According to Collette, “her presentation encouraged other 68Ts to pursue the path for becoming a certified veterinary technician, no matter the challenges.”
Sgt. Jimenez is still facing the challenge of having to pay for and fund her own travel back to the United States to sit her exam,” added Collette. “For leaders, this presentation highlighted the lack of process and support provided to 68Ts to pursue further certification in this field.”
Army Credentialing Opportunities On-Line, the Army’s credentialing program, lists all the certifications eligible for Credentialing Assistance. For the 68T MOS, three programs are listed, and one of them is the Veterinary Technician National Exam. However there currently isn’t a vendor approved. The process is estimated to take about six months to be approved, meaning that her July – August testing window likely won’t be covered by that route.
“This exam is required to be eligible to hold a license in any state but in order to sit for the exam, all but three states require at least an associate from an AVMA approved college,” said Jimenez. “Credential assistance is requested through the ArmyIgnitedED system but in order to request funding for the exam, the test must have an approved vendor to process the payment.”
“For years, AVS leaders have encouraged animal care specialists to pursue certification; however, the support does not extend beyond the VTF,” said Collette “Within the VTF, individual leaders who recognize the passion and potential in a soldier spend additional hours during and after work to see these soldiers succeed in their respective school’s programs.

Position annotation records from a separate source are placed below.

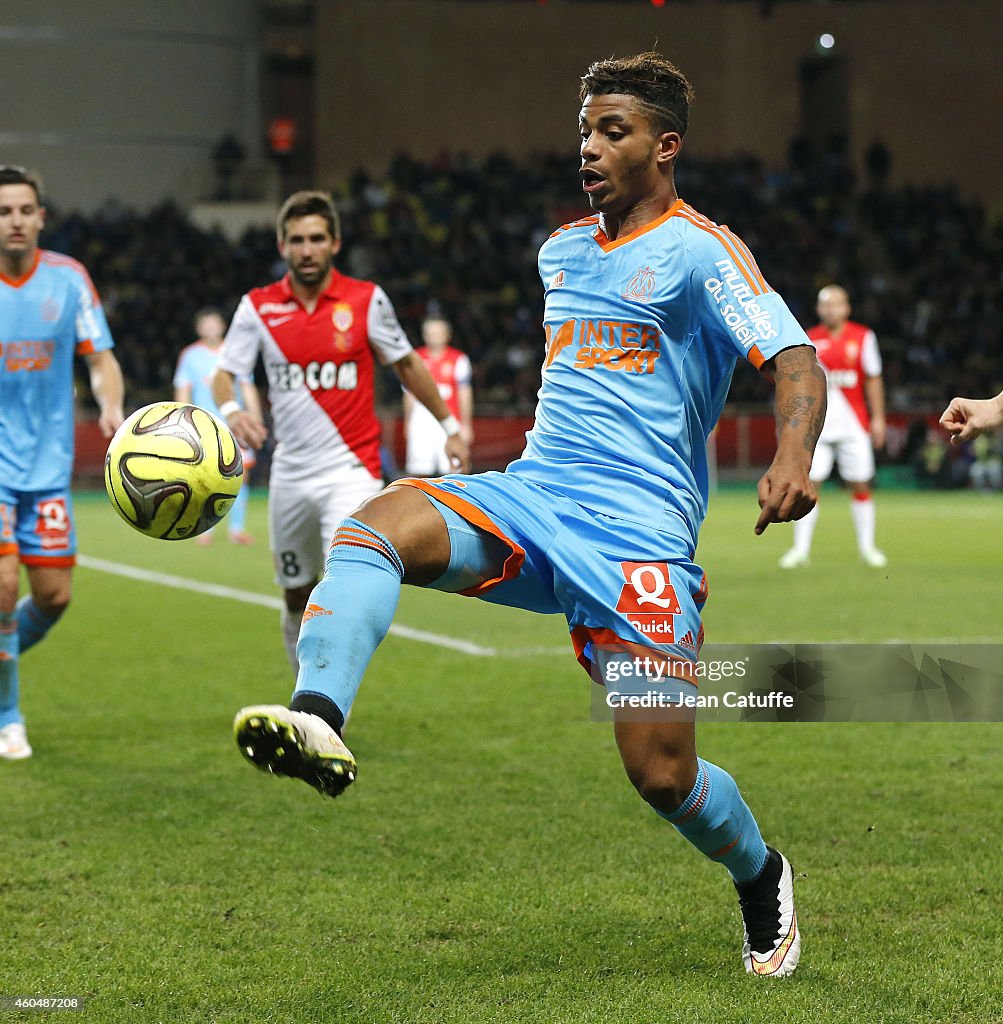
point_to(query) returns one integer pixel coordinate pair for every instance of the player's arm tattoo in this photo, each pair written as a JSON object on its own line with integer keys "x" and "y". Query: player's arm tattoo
{"x": 800, "y": 393}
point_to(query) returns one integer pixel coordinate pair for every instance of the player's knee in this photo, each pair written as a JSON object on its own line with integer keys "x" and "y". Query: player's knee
{"x": 406, "y": 517}
{"x": 663, "y": 782}
{"x": 297, "y": 597}
{"x": 52, "y": 601}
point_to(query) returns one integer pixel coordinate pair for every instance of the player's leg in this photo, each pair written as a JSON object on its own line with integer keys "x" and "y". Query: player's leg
{"x": 294, "y": 516}
{"x": 394, "y": 536}
{"x": 305, "y": 518}
{"x": 800, "y": 553}
{"x": 9, "y": 645}
{"x": 699, "y": 798}
{"x": 704, "y": 804}
{"x": 50, "y": 589}
{"x": 617, "y": 607}
{"x": 401, "y": 536}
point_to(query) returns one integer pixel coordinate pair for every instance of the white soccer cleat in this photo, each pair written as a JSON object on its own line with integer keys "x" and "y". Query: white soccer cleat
{"x": 772, "y": 943}
{"x": 13, "y": 742}
{"x": 794, "y": 559}
{"x": 297, "y": 744}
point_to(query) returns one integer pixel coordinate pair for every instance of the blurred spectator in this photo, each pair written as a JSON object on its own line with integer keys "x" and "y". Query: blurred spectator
{"x": 877, "y": 159}
{"x": 227, "y": 156}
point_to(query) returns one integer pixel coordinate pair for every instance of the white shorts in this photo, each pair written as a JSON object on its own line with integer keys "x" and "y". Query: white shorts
{"x": 426, "y": 449}
{"x": 303, "y": 516}
{"x": 851, "y": 453}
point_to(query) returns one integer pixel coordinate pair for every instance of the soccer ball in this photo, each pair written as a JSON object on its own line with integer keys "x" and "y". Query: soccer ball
{"x": 172, "y": 470}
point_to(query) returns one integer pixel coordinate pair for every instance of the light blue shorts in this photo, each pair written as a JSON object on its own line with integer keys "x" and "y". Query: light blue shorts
{"x": 619, "y": 585}
{"x": 38, "y": 526}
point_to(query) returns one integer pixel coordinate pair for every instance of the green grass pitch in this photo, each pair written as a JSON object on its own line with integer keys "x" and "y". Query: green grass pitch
{"x": 492, "y": 863}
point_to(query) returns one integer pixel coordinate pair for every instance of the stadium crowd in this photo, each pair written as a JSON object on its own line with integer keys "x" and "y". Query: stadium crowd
{"x": 459, "y": 237}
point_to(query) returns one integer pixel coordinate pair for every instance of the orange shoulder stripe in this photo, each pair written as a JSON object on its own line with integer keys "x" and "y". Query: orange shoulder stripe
{"x": 607, "y": 246}
{"x": 756, "y": 283}
{"x": 594, "y": 219}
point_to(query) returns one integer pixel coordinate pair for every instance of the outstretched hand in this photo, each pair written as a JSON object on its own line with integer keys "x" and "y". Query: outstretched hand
{"x": 786, "y": 494}
{"x": 965, "y": 419}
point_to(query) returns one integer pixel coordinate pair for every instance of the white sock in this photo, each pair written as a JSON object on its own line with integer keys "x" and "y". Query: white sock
{"x": 803, "y": 531}
{"x": 290, "y": 634}
{"x": 862, "y": 510}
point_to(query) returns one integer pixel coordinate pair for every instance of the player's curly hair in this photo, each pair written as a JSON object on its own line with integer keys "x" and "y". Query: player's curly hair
{"x": 663, "y": 91}
{"x": 305, "y": 204}
{"x": 11, "y": 174}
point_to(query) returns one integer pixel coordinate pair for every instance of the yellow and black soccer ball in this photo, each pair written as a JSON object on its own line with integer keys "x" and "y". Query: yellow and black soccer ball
{"x": 172, "y": 471}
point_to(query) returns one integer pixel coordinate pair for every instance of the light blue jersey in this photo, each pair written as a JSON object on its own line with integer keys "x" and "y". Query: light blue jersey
{"x": 642, "y": 336}
{"x": 196, "y": 366}
{"x": 46, "y": 317}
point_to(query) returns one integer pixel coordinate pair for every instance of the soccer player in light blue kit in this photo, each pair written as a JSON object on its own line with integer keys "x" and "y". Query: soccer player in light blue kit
{"x": 195, "y": 368}
{"x": 49, "y": 311}
{"x": 649, "y": 305}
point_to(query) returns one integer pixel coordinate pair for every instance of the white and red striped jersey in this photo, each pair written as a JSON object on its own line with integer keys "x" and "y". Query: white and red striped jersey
{"x": 847, "y": 359}
{"x": 320, "y": 368}
{"x": 451, "y": 370}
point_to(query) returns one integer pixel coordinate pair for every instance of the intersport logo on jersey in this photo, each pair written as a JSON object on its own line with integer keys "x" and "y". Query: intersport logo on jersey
{"x": 739, "y": 307}
{"x": 610, "y": 345}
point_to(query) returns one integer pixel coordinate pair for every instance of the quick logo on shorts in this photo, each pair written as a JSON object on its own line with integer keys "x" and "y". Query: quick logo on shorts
{"x": 312, "y": 610}
{"x": 52, "y": 525}
{"x": 648, "y": 599}
{"x": 611, "y": 345}
{"x": 745, "y": 317}
{"x": 27, "y": 355}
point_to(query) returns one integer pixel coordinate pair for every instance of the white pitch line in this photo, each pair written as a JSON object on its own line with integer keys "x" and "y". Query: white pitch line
{"x": 270, "y": 601}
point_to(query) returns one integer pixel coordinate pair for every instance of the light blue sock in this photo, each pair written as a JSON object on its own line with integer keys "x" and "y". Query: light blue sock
{"x": 718, "y": 822}
{"x": 33, "y": 624}
{"x": 237, "y": 516}
{"x": 348, "y": 613}
{"x": 9, "y": 711}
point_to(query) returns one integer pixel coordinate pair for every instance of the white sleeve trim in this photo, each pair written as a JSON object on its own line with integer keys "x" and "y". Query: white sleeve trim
{"x": 385, "y": 334}
{"x": 870, "y": 356}
{"x": 243, "y": 342}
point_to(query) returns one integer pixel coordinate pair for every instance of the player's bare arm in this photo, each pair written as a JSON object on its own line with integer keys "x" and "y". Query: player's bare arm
{"x": 786, "y": 493}
{"x": 414, "y": 377}
{"x": 965, "y": 419}
{"x": 874, "y": 395}
{"x": 247, "y": 425}
{"x": 109, "y": 389}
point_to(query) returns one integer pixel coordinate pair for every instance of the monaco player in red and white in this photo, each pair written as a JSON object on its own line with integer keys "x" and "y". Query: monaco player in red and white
{"x": 319, "y": 334}
{"x": 451, "y": 370}
{"x": 854, "y": 422}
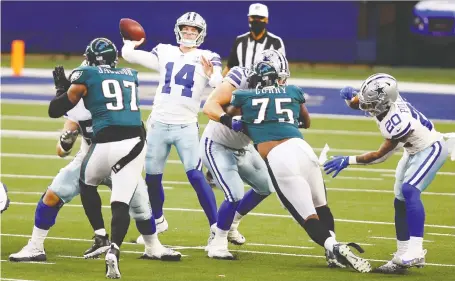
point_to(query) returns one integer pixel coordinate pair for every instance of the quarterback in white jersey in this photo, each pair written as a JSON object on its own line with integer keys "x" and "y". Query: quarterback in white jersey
{"x": 184, "y": 71}
{"x": 425, "y": 151}
{"x": 65, "y": 186}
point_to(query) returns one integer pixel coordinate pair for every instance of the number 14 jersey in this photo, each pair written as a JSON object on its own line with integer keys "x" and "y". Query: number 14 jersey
{"x": 182, "y": 81}
{"x": 403, "y": 118}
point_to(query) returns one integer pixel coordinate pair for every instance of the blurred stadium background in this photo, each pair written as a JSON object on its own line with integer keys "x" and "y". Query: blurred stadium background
{"x": 329, "y": 45}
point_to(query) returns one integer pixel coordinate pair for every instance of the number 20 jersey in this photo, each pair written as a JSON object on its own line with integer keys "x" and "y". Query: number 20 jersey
{"x": 182, "y": 81}
{"x": 403, "y": 118}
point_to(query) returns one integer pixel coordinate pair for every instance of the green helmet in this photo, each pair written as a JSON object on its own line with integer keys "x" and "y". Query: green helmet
{"x": 262, "y": 75}
{"x": 101, "y": 51}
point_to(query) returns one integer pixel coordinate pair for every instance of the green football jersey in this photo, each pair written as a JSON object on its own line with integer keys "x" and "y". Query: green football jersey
{"x": 112, "y": 95}
{"x": 270, "y": 113}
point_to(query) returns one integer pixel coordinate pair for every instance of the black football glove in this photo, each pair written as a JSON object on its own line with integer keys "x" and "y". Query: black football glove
{"x": 61, "y": 82}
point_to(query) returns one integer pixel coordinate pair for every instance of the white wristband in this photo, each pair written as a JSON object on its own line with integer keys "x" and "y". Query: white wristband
{"x": 352, "y": 160}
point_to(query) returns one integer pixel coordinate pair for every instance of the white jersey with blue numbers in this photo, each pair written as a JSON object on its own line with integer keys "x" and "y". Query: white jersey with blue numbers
{"x": 403, "y": 118}
{"x": 182, "y": 80}
{"x": 218, "y": 132}
{"x": 80, "y": 115}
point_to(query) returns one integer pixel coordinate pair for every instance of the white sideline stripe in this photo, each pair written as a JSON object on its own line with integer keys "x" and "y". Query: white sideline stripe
{"x": 393, "y": 238}
{"x": 187, "y": 183}
{"x": 441, "y": 234}
{"x": 430, "y": 88}
{"x": 255, "y": 214}
{"x": 11, "y": 279}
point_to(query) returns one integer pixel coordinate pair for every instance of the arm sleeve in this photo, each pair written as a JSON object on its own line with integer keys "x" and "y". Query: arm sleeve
{"x": 216, "y": 77}
{"x": 237, "y": 99}
{"x": 233, "y": 60}
{"x": 299, "y": 94}
{"x": 401, "y": 129}
{"x": 147, "y": 59}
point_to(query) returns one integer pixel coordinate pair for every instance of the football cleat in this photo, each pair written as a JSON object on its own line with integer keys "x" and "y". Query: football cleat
{"x": 161, "y": 253}
{"x": 409, "y": 260}
{"x": 346, "y": 256}
{"x": 211, "y": 237}
{"x": 219, "y": 250}
{"x": 235, "y": 237}
{"x": 29, "y": 252}
{"x": 210, "y": 180}
{"x": 161, "y": 226}
{"x": 100, "y": 245}
{"x": 332, "y": 261}
{"x": 390, "y": 268}
{"x": 112, "y": 262}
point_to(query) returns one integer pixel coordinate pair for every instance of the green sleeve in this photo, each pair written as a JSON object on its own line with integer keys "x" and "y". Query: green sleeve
{"x": 80, "y": 75}
{"x": 238, "y": 98}
{"x": 298, "y": 94}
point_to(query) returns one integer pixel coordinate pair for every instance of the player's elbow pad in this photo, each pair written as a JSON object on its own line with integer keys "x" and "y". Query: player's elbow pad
{"x": 59, "y": 106}
{"x": 215, "y": 79}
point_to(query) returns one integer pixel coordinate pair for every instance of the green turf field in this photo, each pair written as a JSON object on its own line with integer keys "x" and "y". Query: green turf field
{"x": 298, "y": 70}
{"x": 276, "y": 249}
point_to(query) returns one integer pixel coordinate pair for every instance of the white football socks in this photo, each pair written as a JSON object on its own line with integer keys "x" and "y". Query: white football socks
{"x": 38, "y": 236}
{"x": 101, "y": 232}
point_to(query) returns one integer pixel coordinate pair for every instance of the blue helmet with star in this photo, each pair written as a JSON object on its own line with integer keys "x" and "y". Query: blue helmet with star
{"x": 377, "y": 93}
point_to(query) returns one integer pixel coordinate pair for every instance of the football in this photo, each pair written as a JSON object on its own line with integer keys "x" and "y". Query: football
{"x": 131, "y": 29}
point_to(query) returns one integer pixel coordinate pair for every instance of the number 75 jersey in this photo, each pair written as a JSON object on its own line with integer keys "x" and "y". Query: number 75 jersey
{"x": 402, "y": 119}
{"x": 182, "y": 81}
{"x": 270, "y": 113}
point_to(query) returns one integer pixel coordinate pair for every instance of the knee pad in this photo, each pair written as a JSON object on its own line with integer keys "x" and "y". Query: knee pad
{"x": 410, "y": 192}
{"x": 153, "y": 180}
{"x": 140, "y": 213}
{"x": 195, "y": 175}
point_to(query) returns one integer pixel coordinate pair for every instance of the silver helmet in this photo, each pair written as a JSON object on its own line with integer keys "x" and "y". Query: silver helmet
{"x": 190, "y": 19}
{"x": 377, "y": 93}
{"x": 278, "y": 61}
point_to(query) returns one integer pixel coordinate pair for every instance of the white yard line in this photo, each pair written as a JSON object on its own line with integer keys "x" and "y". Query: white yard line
{"x": 187, "y": 183}
{"x": 393, "y": 238}
{"x": 11, "y": 279}
{"x": 253, "y": 214}
{"x": 202, "y": 247}
{"x": 49, "y": 134}
{"x": 441, "y": 234}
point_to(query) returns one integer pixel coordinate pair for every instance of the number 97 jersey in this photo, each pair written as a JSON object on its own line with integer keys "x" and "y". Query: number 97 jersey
{"x": 403, "y": 119}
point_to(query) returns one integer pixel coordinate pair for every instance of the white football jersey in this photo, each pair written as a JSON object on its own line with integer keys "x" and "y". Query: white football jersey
{"x": 403, "y": 118}
{"x": 182, "y": 81}
{"x": 80, "y": 115}
{"x": 218, "y": 132}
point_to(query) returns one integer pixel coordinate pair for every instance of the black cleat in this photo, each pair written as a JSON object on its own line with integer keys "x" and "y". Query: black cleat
{"x": 100, "y": 246}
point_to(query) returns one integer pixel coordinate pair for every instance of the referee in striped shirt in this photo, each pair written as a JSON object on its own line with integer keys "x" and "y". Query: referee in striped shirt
{"x": 247, "y": 46}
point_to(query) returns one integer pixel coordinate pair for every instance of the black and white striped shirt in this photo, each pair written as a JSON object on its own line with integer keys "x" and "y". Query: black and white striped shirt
{"x": 245, "y": 48}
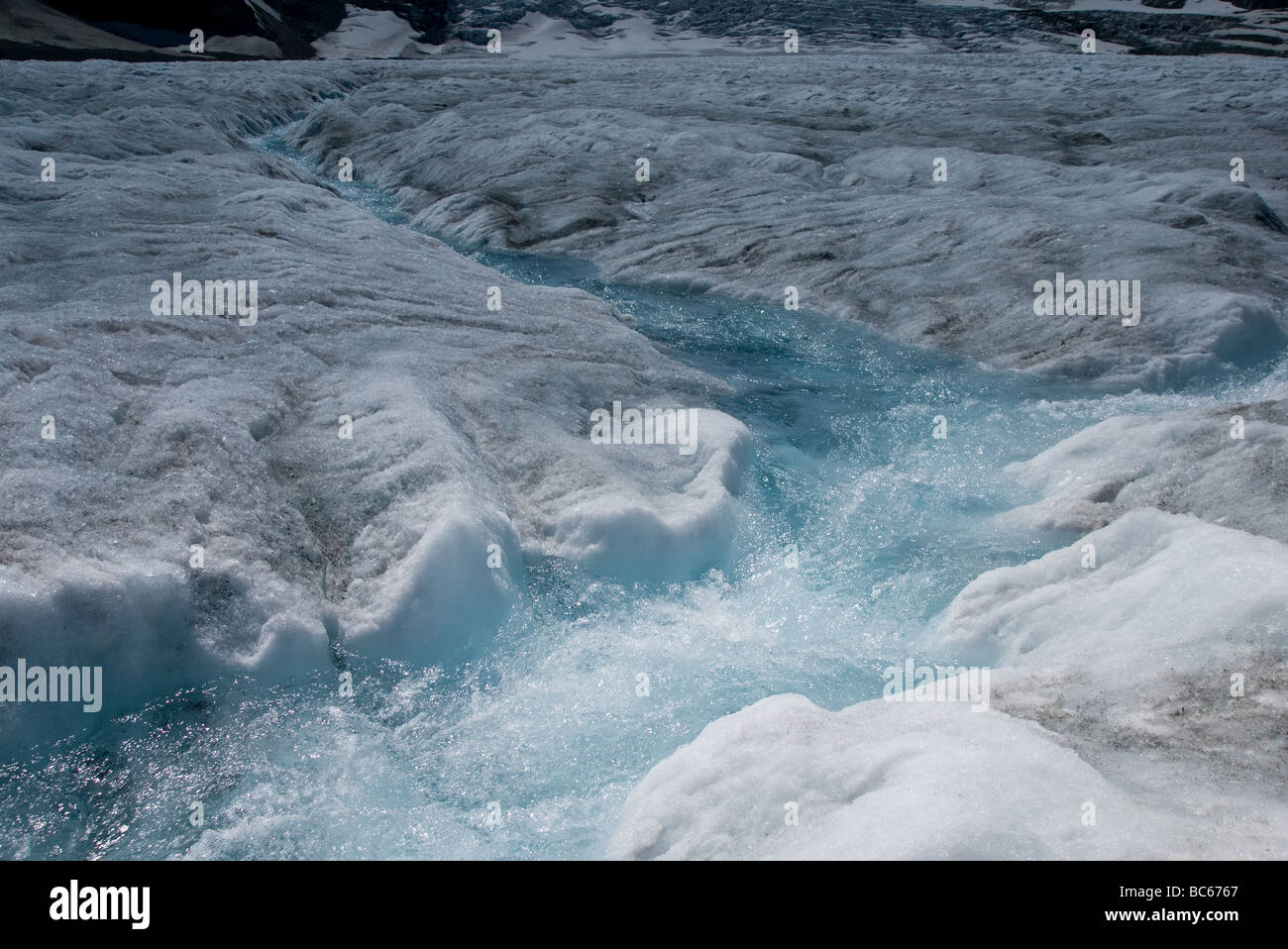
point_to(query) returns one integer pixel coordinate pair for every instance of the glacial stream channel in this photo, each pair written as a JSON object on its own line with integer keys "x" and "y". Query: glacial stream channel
{"x": 888, "y": 524}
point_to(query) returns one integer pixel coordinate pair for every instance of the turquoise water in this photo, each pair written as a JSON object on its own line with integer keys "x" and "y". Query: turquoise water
{"x": 887, "y": 522}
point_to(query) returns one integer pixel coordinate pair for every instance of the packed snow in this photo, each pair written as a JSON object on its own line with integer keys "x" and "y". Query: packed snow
{"x": 818, "y": 172}
{"x": 387, "y": 475}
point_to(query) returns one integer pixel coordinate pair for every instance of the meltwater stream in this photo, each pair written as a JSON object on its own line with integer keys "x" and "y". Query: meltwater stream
{"x": 529, "y": 750}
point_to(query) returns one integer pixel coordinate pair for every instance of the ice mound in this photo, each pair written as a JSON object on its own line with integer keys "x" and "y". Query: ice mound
{"x": 368, "y": 462}
{"x": 1145, "y": 648}
{"x": 1153, "y": 685}
{"x": 1181, "y": 462}
{"x": 814, "y": 172}
{"x": 880, "y": 781}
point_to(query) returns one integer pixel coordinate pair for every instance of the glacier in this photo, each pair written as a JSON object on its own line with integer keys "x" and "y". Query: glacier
{"x": 631, "y": 652}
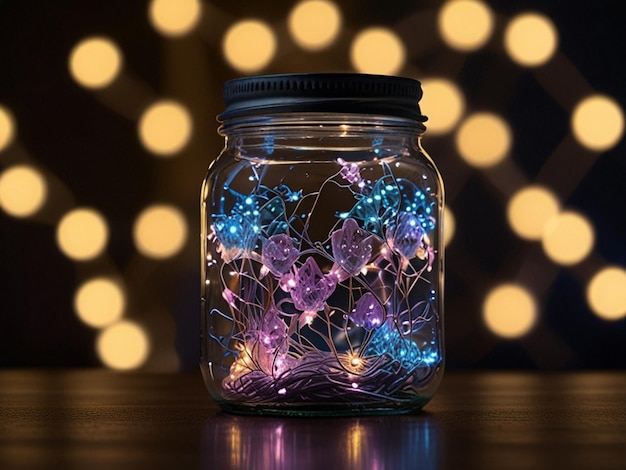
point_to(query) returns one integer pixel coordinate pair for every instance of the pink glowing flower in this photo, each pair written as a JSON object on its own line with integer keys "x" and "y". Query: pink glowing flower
{"x": 368, "y": 312}
{"x": 273, "y": 329}
{"x": 278, "y": 254}
{"x": 406, "y": 236}
{"x": 310, "y": 288}
{"x": 352, "y": 247}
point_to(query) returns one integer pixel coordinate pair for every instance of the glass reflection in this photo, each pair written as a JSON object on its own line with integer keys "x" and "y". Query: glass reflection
{"x": 375, "y": 443}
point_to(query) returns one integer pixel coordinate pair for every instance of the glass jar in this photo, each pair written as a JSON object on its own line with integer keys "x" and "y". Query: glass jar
{"x": 322, "y": 249}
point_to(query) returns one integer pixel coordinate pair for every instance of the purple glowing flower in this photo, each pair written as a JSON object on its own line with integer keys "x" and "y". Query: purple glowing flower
{"x": 406, "y": 237}
{"x": 310, "y": 288}
{"x": 278, "y": 254}
{"x": 352, "y": 247}
{"x": 368, "y": 312}
{"x": 273, "y": 329}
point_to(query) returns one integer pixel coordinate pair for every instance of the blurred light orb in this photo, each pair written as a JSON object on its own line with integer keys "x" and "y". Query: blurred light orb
{"x": 483, "y": 139}
{"x": 510, "y": 311}
{"x": 95, "y": 62}
{"x": 165, "y": 128}
{"x": 23, "y": 190}
{"x": 82, "y": 234}
{"x": 174, "y": 18}
{"x": 530, "y": 39}
{"x": 598, "y": 122}
{"x": 530, "y": 209}
{"x": 249, "y": 45}
{"x": 606, "y": 293}
{"x": 568, "y": 238}
{"x": 449, "y": 226}
{"x": 377, "y": 50}
{"x": 123, "y": 346}
{"x": 99, "y": 302}
{"x": 443, "y": 103}
{"x": 7, "y": 127}
{"x": 314, "y": 24}
{"x": 160, "y": 231}
{"x": 465, "y": 25}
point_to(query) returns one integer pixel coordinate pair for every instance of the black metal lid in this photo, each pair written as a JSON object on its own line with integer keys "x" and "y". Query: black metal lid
{"x": 323, "y": 92}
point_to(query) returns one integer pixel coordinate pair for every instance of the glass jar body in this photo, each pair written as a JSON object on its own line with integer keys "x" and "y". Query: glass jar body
{"x": 322, "y": 267}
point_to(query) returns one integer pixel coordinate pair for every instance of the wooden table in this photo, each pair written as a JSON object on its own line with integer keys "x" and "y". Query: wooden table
{"x": 92, "y": 419}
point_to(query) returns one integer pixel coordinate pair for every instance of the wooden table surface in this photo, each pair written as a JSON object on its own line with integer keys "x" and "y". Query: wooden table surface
{"x": 92, "y": 419}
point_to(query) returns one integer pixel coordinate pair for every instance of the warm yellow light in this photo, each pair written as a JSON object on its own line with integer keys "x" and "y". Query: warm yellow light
{"x": 174, "y": 17}
{"x": 7, "y": 127}
{"x": 82, "y": 234}
{"x": 377, "y": 50}
{"x": 160, "y": 231}
{"x": 483, "y": 140}
{"x": 530, "y": 39}
{"x": 598, "y": 122}
{"x": 314, "y": 24}
{"x": 530, "y": 209}
{"x": 95, "y": 62}
{"x": 606, "y": 293}
{"x": 23, "y": 191}
{"x": 443, "y": 103}
{"x": 510, "y": 311}
{"x": 100, "y": 302}
{"x": 465, "y": 25}
{"x": 449, "y": 226}
{"x": 165, "y": 128}
{"x": 568, "y": 238}
{"x": 249, "y": 45}
{"x": 123, "y": 346}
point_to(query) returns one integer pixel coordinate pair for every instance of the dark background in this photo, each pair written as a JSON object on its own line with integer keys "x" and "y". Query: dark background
{"x": 86, "y": 143}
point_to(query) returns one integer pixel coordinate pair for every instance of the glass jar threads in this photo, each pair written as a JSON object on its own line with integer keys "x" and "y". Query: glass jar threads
{"x": 322, "y": 249}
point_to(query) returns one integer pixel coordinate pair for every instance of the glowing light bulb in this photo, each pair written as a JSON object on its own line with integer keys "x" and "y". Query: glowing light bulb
{"x": 95, "y": 62}
{"x": 509, "y": 311}
{"x": 23, "y": 191}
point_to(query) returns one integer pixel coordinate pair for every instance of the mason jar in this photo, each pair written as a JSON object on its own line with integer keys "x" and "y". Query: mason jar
{"x": 322, "y": 249}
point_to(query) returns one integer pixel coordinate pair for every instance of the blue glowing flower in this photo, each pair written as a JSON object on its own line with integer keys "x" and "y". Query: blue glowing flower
{"x": 368, "y": 312}
{"x": 310, "y": 288}
{"x": 405, "y": 235}
{"x": 352, "y": 247}
{"x": 236, "y": 235}
{"x": 278, "y": 254}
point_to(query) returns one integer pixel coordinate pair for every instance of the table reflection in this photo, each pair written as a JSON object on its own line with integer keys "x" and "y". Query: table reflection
{"x": 268, "y": 443}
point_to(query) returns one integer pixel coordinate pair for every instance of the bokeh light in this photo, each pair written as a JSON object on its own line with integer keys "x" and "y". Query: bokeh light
{"x": 160, "y": 231}
{"x": 598, "y": 122}
{"x": 530, "y": 209}
{"x": 510, "y": 311}
{"x": 377, "y": 50}
{"x": 443, "y": 103}
{"x": 249, "y": 45}
{"x": 165, "y": 128}
{"x": 174, "y": 17}
{"x": 95, "y": 62}
{"x": 7, "y": 127}
{"x": 82, "y": 234}
{"x": 100, "y": 302}
{"x": 123, "y": 346}
{"x": 606, "y": 293}
{"x": 530, "y": 39}
{"x": 23, "y": 190}
{"x": 465, "y": 25}
{"x": 449, "y": 226}
{"x": 483, "y": 139}
{"x": 314, "y": 24}
{"x": 568, "y": 238}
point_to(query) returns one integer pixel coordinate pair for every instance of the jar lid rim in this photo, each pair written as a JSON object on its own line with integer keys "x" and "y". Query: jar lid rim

Additional attention is needed to set up systems or leverage current programs to make this process easier for motivated and talented soldiers, like Sgt. Jimenez, to pursue veterinary technician certification. Their efforts will directly and positively contribute to the readiness and care for MWDs.”
Jimenez is an inspiration for her leadership and fellow soldiers.
“Sgt. Courtney Jimenez is the only soldier I have served with that has completed the veterinary technology degree while serving,” said Public Health Activity-Rheinland Pfalz First Sgt. Casey Cole. “She definitely went above and beyond to achieve this goal and is an outstanding role model for other soldiers in the brigade and career field.”